The description can include hyphens, but not a +, which serves as a delimiter.

Build number

An integer that gets bumped (incremented) with each version.

1.2.3+453
1.2.3-beta-1+911

Tatin bumps but otherwise largely ignores build numbers. Their only use is to distinguish builds when the version number does not change.

In most contexts build numbers need not be specified and Tatin does not display them.

Licences

Tatin is a community resource and offers software with minimal licence restrictions. All licences on the Principal Registry give users great freedom.

If you host a Tatin registry you can set your own licence policy.

To publish a package on the Principal Registry at tatin.dev or on the test server you must give it a license property with an acceptable value.

]ListLicences
ListLicences

API keys

To publish a package (or delete or deprecate it) you need an API key1 for the registry.

Request an API key

Include

  • Your desired group name (case insensitive)
  • Your real name
  • Company name, if relevant
  • Maintainer’s email address

Tatin Principal Registry

To publish on the Principal Registry at tatin.dev first request an API key.

When you receive it, create a home page for your group at the registry.

Tatin Test Server

The Test Server publishes its API key on its website: Tatin-Test-API-Key.

You can publish on the Test Server anything you want, using any group name except aplteam or dyalog.

The Test Server is reset now and then, and whatever you publish there disappears.

Your keys

Your API keys are saved in your user settings. The quickest and safest way to edit them is with the command.

]TATIN.UserSettings -edit

Development workflow

Suppose you develop Tatin packages for your employer, company XYZ.

  1. Run a Tatin server on your local machine; give it alias [my].

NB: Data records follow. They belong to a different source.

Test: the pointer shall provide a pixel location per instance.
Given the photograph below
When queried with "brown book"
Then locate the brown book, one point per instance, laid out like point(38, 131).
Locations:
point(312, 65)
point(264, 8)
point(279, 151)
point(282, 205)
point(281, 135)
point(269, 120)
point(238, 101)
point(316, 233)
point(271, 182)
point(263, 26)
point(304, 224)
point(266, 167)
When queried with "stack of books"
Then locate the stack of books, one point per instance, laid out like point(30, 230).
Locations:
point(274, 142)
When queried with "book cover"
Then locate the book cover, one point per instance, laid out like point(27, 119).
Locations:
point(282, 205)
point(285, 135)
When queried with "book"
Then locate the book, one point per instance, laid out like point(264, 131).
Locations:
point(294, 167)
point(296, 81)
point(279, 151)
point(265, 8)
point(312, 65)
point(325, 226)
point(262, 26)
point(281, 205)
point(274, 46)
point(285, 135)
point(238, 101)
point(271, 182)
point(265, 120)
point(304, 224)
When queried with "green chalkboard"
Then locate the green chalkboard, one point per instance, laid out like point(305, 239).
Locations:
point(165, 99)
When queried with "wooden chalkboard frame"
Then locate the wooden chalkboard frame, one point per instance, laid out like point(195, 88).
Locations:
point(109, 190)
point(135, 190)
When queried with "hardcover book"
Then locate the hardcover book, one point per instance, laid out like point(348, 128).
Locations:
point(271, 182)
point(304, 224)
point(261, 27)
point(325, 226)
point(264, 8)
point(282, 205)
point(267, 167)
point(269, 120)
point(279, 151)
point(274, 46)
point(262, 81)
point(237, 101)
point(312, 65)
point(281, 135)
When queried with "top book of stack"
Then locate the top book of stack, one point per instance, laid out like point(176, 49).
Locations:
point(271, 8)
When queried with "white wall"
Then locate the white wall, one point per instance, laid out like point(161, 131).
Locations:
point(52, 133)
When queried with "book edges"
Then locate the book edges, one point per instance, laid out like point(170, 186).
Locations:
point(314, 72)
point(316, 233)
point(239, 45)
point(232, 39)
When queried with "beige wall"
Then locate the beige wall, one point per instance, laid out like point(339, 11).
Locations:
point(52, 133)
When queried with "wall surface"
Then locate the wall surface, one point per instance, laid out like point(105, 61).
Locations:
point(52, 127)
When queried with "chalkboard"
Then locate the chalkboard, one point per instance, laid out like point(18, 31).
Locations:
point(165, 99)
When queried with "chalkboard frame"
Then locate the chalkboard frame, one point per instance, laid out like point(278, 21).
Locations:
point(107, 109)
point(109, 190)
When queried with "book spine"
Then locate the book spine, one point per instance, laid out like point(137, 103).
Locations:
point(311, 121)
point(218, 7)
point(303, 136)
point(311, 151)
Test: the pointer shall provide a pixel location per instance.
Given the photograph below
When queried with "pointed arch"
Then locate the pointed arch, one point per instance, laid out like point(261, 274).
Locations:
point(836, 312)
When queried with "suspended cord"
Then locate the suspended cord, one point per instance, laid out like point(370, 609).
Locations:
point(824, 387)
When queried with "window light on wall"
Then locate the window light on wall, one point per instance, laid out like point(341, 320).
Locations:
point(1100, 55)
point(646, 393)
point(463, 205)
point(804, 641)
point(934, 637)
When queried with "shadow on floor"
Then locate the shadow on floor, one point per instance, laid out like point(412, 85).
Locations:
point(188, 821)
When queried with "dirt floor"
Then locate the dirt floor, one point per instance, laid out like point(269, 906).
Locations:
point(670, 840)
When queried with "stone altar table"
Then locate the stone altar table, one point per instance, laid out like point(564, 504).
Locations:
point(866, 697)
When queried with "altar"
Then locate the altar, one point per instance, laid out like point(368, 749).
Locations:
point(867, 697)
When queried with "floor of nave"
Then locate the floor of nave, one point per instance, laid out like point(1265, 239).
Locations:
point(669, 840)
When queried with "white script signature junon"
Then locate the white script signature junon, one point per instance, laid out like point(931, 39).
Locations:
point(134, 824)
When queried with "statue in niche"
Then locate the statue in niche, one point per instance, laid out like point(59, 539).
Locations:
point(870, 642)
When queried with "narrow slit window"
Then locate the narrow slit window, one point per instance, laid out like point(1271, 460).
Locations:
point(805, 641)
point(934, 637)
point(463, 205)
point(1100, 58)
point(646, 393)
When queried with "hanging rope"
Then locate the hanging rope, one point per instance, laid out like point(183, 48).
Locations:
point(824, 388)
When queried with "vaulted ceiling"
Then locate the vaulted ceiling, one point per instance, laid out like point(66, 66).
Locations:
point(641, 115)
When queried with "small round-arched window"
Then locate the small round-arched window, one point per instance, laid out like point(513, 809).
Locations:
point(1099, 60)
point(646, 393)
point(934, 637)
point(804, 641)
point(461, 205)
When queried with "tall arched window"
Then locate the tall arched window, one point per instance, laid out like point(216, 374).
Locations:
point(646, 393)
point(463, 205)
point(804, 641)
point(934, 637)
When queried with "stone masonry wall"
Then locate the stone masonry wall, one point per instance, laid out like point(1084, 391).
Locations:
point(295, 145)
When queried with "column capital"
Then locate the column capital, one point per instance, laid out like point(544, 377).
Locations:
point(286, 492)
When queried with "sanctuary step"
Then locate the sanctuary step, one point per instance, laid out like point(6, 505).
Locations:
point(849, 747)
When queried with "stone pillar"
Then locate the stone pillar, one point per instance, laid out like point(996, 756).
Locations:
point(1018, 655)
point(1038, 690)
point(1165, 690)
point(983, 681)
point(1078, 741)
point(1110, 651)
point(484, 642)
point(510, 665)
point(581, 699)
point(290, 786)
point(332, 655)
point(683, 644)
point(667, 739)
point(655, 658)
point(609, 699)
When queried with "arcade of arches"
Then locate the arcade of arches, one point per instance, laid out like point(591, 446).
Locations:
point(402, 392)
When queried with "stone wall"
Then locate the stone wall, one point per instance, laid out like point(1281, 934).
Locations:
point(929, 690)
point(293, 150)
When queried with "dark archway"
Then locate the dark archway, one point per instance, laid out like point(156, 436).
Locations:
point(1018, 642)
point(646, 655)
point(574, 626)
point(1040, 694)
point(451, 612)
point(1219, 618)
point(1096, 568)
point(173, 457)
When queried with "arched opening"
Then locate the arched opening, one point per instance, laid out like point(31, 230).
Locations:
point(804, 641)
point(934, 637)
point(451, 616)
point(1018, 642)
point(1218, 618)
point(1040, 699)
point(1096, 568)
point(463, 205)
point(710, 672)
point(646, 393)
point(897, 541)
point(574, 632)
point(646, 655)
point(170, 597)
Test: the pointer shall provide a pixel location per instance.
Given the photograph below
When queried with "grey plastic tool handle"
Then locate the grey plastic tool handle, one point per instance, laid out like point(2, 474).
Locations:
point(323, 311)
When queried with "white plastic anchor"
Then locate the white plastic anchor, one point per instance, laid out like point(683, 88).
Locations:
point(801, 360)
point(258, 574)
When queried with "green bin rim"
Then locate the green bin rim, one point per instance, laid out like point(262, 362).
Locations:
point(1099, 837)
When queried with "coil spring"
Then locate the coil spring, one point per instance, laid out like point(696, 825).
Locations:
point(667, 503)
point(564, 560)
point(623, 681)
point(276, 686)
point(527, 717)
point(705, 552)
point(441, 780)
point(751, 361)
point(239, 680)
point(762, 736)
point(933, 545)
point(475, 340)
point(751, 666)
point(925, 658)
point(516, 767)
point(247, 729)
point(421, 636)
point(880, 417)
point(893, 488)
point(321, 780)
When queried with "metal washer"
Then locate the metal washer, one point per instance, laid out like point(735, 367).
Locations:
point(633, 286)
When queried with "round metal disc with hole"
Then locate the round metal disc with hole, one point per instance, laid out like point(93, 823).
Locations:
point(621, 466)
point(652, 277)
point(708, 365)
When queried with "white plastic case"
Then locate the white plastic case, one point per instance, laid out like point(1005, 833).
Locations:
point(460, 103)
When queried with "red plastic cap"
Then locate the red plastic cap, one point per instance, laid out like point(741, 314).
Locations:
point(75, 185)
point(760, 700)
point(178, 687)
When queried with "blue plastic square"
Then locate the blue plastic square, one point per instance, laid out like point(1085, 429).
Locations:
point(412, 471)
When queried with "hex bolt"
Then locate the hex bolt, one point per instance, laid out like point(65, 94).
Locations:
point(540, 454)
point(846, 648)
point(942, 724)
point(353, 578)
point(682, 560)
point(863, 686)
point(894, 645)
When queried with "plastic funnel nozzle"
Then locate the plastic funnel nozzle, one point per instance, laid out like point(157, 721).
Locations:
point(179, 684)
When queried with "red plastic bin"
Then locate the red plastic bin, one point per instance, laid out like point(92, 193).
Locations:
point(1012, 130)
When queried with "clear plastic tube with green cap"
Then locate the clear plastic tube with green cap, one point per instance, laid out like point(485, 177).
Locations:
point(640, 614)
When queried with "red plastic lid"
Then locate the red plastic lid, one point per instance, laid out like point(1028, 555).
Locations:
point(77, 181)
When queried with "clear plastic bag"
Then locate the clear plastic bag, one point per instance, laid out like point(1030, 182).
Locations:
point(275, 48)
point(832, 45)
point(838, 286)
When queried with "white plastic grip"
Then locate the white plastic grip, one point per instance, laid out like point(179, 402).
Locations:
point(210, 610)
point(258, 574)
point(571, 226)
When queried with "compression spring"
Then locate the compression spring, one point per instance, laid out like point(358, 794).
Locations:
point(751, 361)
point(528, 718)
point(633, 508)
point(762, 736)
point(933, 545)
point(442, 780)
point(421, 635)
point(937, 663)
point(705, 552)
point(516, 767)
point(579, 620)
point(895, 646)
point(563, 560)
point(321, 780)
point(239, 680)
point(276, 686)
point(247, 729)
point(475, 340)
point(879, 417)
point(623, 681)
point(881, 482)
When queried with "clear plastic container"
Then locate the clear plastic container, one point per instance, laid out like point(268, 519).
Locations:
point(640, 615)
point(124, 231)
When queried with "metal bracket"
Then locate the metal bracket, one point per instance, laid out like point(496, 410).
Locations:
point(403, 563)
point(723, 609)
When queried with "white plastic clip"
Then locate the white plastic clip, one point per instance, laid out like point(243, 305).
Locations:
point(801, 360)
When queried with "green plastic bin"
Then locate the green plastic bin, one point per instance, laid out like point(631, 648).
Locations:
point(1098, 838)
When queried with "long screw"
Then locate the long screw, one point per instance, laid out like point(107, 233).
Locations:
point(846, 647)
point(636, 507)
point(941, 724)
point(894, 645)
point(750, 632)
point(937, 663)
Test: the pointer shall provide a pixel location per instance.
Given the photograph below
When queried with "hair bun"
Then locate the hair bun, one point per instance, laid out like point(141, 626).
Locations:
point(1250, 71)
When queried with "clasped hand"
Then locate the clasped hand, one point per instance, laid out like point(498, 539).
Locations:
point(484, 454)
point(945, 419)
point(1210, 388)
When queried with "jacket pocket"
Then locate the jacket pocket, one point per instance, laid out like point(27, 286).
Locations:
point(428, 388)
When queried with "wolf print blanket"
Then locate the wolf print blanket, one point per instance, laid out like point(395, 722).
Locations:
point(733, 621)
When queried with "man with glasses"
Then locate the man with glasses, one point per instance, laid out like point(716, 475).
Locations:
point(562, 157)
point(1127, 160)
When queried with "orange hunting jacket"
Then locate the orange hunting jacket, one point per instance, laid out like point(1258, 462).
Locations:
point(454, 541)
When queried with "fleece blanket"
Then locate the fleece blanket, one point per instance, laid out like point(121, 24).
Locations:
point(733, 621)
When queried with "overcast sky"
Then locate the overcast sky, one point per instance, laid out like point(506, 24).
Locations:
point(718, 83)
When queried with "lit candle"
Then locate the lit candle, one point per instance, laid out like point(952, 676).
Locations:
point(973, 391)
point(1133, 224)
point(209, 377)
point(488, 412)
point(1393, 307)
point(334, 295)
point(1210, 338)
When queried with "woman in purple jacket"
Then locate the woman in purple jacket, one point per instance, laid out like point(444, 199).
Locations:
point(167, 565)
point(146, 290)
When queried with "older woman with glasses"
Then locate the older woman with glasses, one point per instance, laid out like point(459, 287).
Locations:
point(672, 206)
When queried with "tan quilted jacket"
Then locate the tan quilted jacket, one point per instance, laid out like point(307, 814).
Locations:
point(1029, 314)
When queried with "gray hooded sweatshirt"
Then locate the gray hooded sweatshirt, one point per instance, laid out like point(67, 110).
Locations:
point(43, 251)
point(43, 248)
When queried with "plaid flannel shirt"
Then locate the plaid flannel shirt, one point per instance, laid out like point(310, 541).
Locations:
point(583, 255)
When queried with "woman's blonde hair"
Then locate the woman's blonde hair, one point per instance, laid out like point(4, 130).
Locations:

    This is just for you, nobody else. This is where you first publish a package.

    Give it the highest priority of all registries, ensuring that when a package is on several registries it is found first on [my].

  2. Run a team Tatin Server on the XYZ intranet; give it alias [my-team].

    Use it to publish beta versions your team might want to use. Give it the second-highest priority.

  3. Run a corporate Tatin Server for production packages.

  4. Your packages might depend on packages on [tatin]. Of the four Registries, give this the lowest priority.

  5. You might also have the Tatin Test Server in your user settings, with a priority of zero. It will be ignored when registries are scanned, but you could still use it.

You can now develop a package Foo and publish it on [my], probably several times until it is stable.

You would then publish it on [my-team]. At the same time, you would either delete the package from [my] or set the registry’s priority to zero so scans ignore it.

When all is good, publish the beta as a production release on the corporate server. At the same time, you might delete the package from the Team server.


  1. Fancy expression for a password used by an application.